Offrejoie
- Logotype of Offrejoie.
- Founded at: Lebanon
- Region served: Lebanon, Iraq
- Website: www.offrejoie.org

= Offrejoie =

Lebanese humanitarian organization

Offrejoie (English translation: "joy of giving") is a politically and religiously independent Lebanese non-governmental humanitarian organisation, founded in 1985 by lawyer Dr. Melhem Emile Khalaf, Walid Arnaout, Mohammad Hamade, Paul Nassar and Nadim Souhaid.
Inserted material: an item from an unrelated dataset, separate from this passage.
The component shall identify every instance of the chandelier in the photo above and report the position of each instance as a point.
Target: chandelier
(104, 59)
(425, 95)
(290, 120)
Founded in the values of love, respect, and forgiveness, their mission being to "gather the Lebanese family creating oasis dating for young people throughout Lebanon by mobilizing around social projects promoting the unity of the Lebanese people."

Since 2012, it is also operating in Iraq on the same grounds.

== History ==

In 1982, Mohamad Hamade, Walid Arnaout, Paul Nassar and Melhem Khalaf, four young volunteers of the Lebanese Red Cross hailing from different religious communities, assisted the wounded during the war. Horrified by what they saw, they wanted to act in favour of the children suffering from the violence and misery of war. Nadim Souhaid joined them.

== Organisation ==

The NGO is currently presided by Melhem Khalaf.

=== Mission ===

Founded in the values of love, respect, and forgiveness, their alleged mission is as below:

- Combat individualism by becoming aware of the need to live in a just and peaceful society
- Give the other what they would receive
- Connecting beyond his community of birth
- Deciding to face the future together
- Search-reciprocal esteem.
- Develop social solidarity

== Recognition ==

Offrejoie was knighted with the National Order of the Cedar on 6 March 2013. It also received the Peace Prize of Lebanon in 2014 from the Ghazal Foundation and Fondation de France on 28 March 2014.